Official repository of MLLA (NeurIPS 2024)
179 stars 6 forks source link

Confusing about shortcut #8

Closed kyrie-23 closed 3 months ago

kyrie-23 commented 3 months ago

Thanks for the amazing work! As far as I know, the MLLA adapts the shortcut mechanism from swin transformer (from code), however, the architecture in fig.3a and baseline in the table don't have the shortcut mechanism. The shortcut mechanism is not reflected either in sec 5.3, from my point of view, MLLA doesn't integrate shortcut because swin transformer already had. As a result, the baseline (swin transformer) is not consistent, it should have shortcut mechanism but treated as not. Please correct me if I was wrong! Thanks again for the amazing work!

tian-qing001 commented 3 months ago

Hi @kyrie-23, thanks for your interest, but it seems that you have some misunderstandings.

image

As showin in fig. 3a, Transformer, Mamba and MLLA both have shortcuts. But these shortcuts are not the "shortcuts" we discussed in sec 4.1, 4.2, 5.2.

The "shortcuts" in sec 4.1, 4.2, 5.2 specifically refer to $D\odot x_i$ in the selective SSM formula, which is not illustrated in fig. 3a since it is a part of the SSM operation.

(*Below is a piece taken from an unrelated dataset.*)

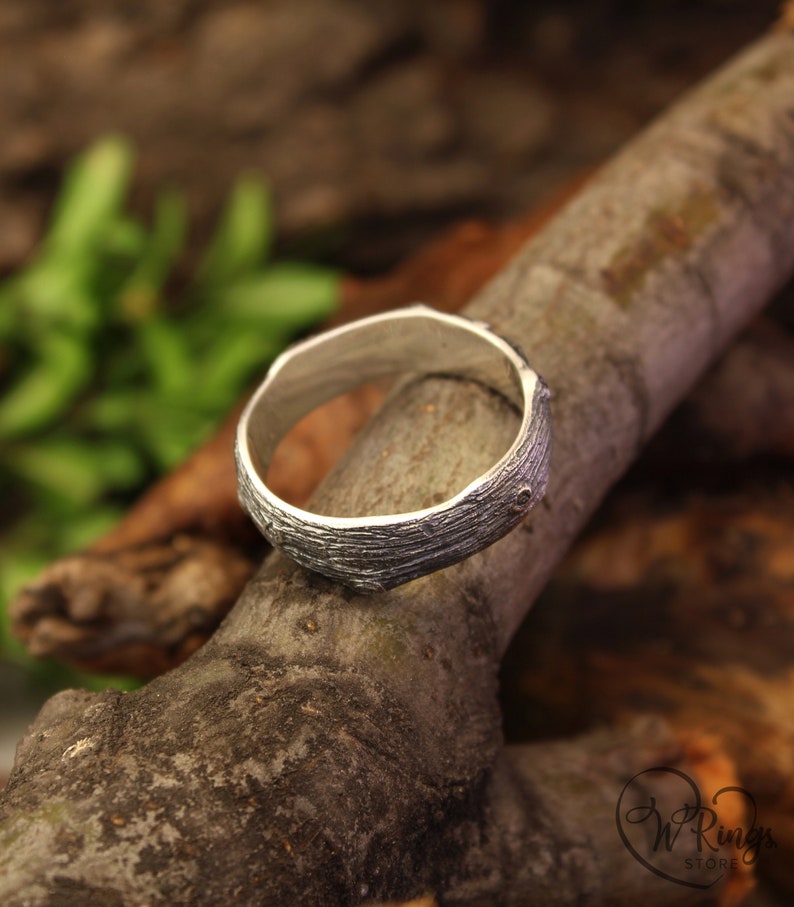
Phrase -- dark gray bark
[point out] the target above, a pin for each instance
(328, 748)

Please refer to sec 4.1 of our paper.

kyrie-23 commented 3 months ago

Thanks for pointing it out. The shortcut I referred to is circled below, does it correspond to the droppath in MLLA block below? In this way, the shortcut design is not illustrated in the fig. 3, and you didn't bring it to MLLA design. Please correct me if I was wrong! image

def forward(self, x):
        H, W = self.input_resolution
        B, L, C = x.shape
        assert L == H * W, 
        x = x + self.cpe1(x.reshape(B, H, W, C).permute(0, 3, 1, 2)).flatten(2).permute(0, 2, 1)
        shortcut = x
        x = self.norm1(x)
        act_res = self.act(self.act_proj(x))
        x = self.in_proj(x).view(B, H, W, C)
        x = self.act(self.dwc(x.permute(0, 3, 1, 2))).permute(0, 2, 3, 1).view(B, L, C)
        # Linear Attention
        x = self.attn(x)
        x = self.out_proj(x * act_res)
        x = shortcut + self.drop_path(x)
        x = x + self.cpe2(x.reshape(B, H, W, C).permute(0, 3, 1, 2)).flatten(2).permute(0, 2, 1)
        # FFN
        x = x + self.drop_path(self.mlp(self.norm2(x)))
        return x

Thanks for the discussing!

tian-qing001 commented 3 months ago

@kyrie-23 The "shortcut" you referred to is:

def forward(self, x):
        ...
        act_res = self.act(self.act_proj(x))
        ...
        x = self.out_proj(x * act_res)
        ...
        return x

I think our code is easy to understand.